President Rodrigo Duterte made an aerial inspection of the damage on Monday. Flying from his hometown Davao, he landed in Guinobatan town near the Mayon volcano, the Philippines’ most active volcano.
Duterte ordered an investigation into quarrying operations that residents complained had led to the burial of hundreds of homes in volcanic rock and mud flows, presidential aide and senator Christopher Go told reporters.
Officials said the evacuation of more than 345,000 residents had averted more deaths.
“The goal should be zero casualties, but since people were forcibly evacuated our casualties were reduced,” Roque said.
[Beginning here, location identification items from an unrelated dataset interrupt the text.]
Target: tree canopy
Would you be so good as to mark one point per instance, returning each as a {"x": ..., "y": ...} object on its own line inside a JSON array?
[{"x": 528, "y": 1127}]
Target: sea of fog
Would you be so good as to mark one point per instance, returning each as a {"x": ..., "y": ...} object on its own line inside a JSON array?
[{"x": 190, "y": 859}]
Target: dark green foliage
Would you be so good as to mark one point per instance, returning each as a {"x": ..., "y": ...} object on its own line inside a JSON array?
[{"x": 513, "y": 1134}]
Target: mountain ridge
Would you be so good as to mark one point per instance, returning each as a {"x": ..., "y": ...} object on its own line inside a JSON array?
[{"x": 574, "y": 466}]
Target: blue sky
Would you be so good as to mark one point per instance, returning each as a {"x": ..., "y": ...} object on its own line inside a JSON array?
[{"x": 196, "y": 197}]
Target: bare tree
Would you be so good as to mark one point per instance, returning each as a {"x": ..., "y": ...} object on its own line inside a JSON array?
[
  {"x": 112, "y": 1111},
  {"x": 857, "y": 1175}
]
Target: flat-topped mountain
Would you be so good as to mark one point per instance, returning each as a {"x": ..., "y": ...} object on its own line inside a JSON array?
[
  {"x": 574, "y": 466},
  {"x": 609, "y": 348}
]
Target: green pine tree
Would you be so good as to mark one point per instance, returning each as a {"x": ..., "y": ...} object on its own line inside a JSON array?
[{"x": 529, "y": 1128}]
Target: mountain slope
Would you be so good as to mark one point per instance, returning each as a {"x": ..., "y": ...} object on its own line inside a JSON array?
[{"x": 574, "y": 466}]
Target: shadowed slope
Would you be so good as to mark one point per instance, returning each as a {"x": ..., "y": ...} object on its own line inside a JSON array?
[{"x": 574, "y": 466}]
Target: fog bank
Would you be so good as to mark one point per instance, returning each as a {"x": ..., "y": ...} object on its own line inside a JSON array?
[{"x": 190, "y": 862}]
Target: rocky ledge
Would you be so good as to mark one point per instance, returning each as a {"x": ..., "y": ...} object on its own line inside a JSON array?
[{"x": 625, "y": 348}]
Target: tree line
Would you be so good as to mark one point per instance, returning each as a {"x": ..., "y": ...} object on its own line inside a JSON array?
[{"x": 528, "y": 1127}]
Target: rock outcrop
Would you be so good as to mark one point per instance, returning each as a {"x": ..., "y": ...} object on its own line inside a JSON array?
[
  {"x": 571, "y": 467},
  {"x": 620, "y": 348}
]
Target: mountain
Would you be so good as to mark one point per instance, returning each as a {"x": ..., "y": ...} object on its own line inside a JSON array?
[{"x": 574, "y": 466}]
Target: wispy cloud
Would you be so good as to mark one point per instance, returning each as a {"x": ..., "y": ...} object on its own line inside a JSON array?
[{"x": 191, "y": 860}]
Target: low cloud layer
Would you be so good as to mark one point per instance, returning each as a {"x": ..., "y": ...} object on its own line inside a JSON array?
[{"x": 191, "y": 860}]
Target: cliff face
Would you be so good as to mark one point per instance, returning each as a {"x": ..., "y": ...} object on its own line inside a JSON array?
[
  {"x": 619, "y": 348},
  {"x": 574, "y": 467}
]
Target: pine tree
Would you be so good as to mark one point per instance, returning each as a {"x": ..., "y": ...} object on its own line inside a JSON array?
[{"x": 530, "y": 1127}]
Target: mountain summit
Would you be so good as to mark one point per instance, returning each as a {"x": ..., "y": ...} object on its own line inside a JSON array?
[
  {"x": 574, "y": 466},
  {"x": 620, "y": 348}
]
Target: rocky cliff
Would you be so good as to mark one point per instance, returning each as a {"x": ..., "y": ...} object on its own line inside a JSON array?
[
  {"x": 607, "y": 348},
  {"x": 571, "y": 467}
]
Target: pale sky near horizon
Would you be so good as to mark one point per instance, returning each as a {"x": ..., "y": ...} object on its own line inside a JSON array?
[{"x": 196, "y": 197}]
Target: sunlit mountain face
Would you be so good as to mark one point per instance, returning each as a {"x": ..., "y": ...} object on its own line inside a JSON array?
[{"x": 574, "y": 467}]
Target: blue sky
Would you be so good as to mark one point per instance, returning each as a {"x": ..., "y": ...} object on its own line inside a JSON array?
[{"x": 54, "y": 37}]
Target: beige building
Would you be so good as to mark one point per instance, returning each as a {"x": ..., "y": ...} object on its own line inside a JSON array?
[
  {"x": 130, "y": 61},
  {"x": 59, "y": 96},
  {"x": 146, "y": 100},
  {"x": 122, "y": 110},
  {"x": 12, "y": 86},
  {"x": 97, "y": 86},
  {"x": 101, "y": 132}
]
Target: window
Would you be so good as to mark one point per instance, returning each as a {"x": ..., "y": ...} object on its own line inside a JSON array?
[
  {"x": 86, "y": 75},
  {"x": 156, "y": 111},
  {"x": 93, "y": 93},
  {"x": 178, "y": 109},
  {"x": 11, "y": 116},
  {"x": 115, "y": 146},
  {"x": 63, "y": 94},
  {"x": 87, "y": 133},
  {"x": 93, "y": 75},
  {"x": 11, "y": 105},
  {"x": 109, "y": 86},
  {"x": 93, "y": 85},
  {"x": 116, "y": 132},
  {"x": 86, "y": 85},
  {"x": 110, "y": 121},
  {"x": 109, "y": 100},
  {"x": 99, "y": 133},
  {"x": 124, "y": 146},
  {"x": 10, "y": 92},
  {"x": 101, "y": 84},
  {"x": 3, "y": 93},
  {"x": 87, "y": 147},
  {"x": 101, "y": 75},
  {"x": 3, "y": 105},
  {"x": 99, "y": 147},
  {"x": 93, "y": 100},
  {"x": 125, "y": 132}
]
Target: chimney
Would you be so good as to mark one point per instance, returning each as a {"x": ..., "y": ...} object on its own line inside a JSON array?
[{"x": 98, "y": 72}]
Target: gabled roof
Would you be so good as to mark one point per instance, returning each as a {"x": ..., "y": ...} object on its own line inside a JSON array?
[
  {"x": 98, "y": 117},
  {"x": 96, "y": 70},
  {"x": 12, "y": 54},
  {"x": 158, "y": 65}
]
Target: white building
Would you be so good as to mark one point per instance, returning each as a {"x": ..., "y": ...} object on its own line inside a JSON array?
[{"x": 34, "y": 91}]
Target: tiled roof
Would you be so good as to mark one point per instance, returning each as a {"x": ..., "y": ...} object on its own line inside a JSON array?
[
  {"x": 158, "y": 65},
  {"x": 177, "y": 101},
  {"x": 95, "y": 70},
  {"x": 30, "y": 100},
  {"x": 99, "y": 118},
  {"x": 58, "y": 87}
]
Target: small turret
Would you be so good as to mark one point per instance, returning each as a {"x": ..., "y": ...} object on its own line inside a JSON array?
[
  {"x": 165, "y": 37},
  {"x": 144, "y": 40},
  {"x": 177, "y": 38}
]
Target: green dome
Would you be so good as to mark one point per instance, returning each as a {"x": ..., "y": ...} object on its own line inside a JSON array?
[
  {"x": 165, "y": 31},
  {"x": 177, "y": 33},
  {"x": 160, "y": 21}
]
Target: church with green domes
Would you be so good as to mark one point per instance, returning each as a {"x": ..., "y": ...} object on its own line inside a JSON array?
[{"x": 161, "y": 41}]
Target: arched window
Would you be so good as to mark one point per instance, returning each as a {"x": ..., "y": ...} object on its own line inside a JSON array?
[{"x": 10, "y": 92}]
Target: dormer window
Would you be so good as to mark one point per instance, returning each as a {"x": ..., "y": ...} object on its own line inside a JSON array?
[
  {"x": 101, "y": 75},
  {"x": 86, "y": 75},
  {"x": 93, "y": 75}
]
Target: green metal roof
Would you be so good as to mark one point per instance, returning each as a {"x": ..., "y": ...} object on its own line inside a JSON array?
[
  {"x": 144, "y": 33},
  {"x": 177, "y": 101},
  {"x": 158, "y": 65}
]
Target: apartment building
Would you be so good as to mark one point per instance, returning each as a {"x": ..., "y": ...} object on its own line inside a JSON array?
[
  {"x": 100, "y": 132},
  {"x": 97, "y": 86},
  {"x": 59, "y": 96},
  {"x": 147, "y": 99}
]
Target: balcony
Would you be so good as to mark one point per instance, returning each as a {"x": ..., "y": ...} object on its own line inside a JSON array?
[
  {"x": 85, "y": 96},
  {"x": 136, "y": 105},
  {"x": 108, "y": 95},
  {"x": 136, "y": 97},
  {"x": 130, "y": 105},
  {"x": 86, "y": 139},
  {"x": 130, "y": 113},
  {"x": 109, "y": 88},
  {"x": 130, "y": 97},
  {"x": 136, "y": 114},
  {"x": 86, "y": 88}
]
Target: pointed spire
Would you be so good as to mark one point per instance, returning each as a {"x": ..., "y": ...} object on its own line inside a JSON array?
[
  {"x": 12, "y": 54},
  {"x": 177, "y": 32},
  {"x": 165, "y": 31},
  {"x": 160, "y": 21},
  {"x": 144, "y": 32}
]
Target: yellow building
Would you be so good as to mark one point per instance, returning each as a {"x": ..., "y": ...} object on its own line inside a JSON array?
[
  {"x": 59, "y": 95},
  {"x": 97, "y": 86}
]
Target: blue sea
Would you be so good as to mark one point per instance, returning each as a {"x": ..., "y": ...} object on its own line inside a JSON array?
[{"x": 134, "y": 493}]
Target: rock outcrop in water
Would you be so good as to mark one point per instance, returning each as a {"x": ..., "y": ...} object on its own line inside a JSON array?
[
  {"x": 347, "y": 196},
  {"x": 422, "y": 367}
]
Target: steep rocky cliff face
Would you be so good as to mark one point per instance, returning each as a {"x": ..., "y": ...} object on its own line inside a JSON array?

Goni hit 2.1 million residents of Luzon, which accounts for more than two-thirds of the economy, leaving more than 50,000 homes without power by Monday.
Strong winds and torrential rain have damaged crops worth 1.1 billion pesos ($23 million), mainly rice and corn, Agriculture Secretary William Dar said.
Before Goni hit, the Philippines had been grappling with the impact of Typhoon Molave, which killed 22 people, most of whom drowned, in provinces south of Manila.
Another storm, Atsani, is gaining strength in the Pacific Ocean as it approaches the Philippines, which usually sees about 20 tropical storms every year.
Vietnam said Goni is forecast to hit its central coast on Wednesday night, dumping more heavy rain in an area where floods and landslides in the past month have already killed about 160 people, with dozens missing.